Variable containing:
 4
 4
[torch.FloatTensor of size 2]

So, it seems that when using register_backward_hook on nn.Sequential, only the gradient related values on the last element of nn.Sequential are returned.

I wonder if this is intended one or not. To get the gradient values for the specific element, should I hook with specifying that element rather than specifying nn.Sequential module?

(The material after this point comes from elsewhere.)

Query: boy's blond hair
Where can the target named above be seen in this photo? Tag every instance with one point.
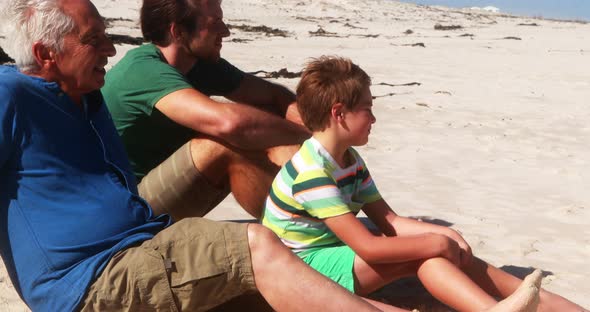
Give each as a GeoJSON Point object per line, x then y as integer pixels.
{"type": "Point", "coordinates": [325, 81]}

Another question is, I wonder why the description on http://pytorch.org/docs/_modules/torch/nn/modules/module.html#Module.register_backward_hook says that the hook shouldn’t modify the arguments (gradInput for example.) Are there any reason? Then, what would be a better way to manually modify gradient inputs that would be backward passed to the previous module?

apaszke · February 13, 2017, 12:33pm

Yeah it’s a known bug (GitHub issue), but it’s on hold because of the large autograd refactor going on right now. Sorry for that.

Yes, you should never modify any arguments given to the hook in-place. If you want to replace grad input, you can do out-of-place operations on it, and return new values from the hook.

supakjk · February 13, 2017, 3:54pm

@apaszke Could you elaborate how to modify the gradients of a specific sub-module in the middle of backward pass?

apaszke · February 13, 2017, 4:14pm

Like that:

x = Variable(torch.randn(5, 5), requires_grad=True)
y = x + 2
y.register_hook(lambda grad: grad * 2)
y.sum().backward()
x.grad # is now filled with 2

apaszke · February 13, 2017, 4:14pm

But remember about that container hook problem. Do this only on primitive modules or Variables.

supakjk · February 13, 2017, 5:10pm

@apaszke The example you showed seems for a Variable not a Module. Is there any way I can do simillary on a Module?

What I actually want to do is modifying the input gradients that would be backward passed to the previous modules so that I can do adversarial training.
In Torch7, for example, GradientReversal module modifies the gradInput by mutlplying -1 (not gradients for the module’s weight updates).

Thanks!

apaszke · February 13, 2017, 6:15pm

It works in the same way for modules:

module.register_backward_hook(lambda module, grad_i, grad_o: grad_i * -1)

supakjk · February 14, 2017, 5:29pm

@apaszke Got it. Thanks!

Qizhe_Xie · March 16, 2017, 10:26pm

For a Linear module with parameters W and b, grad_i will be a tuple that includes gradient over input, W and b. So should we instead use the following function?

module.register_backward_hook(lambda module, grad_i, grad_o: (grad_i[0] * -1, grad_i[1], grad_i[2]))

supakjk · March 18, 2017, 9:07pm

That approach worked in my case.

WERush · September 27, 2017, 2:43am

Yes, it is.
In your case, grad_i has two elements, grad_i[0] and grad_i[1].

dlmacedo · November 11, 2017, 1:04am

class DDReLU(nn.Module):
    def __init__(self):
        super(DDReLU, self).__init__()
        self.threshold = nn.Parameter(torch.rand(1), requires_grad=True)
        self.register_backward_hook(lambda module, grad_i, grad_o: (grad_i[0], grad_i[1]*0.01))
        #self.threshold.data.fill_(0.1)
        self.ReLU = nn.ReLU(True)

    def forward(self, x):
        print(self.threshold.data[0])
        return self.ReLU(x + self.threshold) - self.threshold
        #return self.ReLU(x) + self.threshold

Is the code above fine to change the relative learning rate of the new parameter?

By relative learning rate, I mean: The parameter created has a learning rate that is 0.01 times the one used to the other model’s parameters.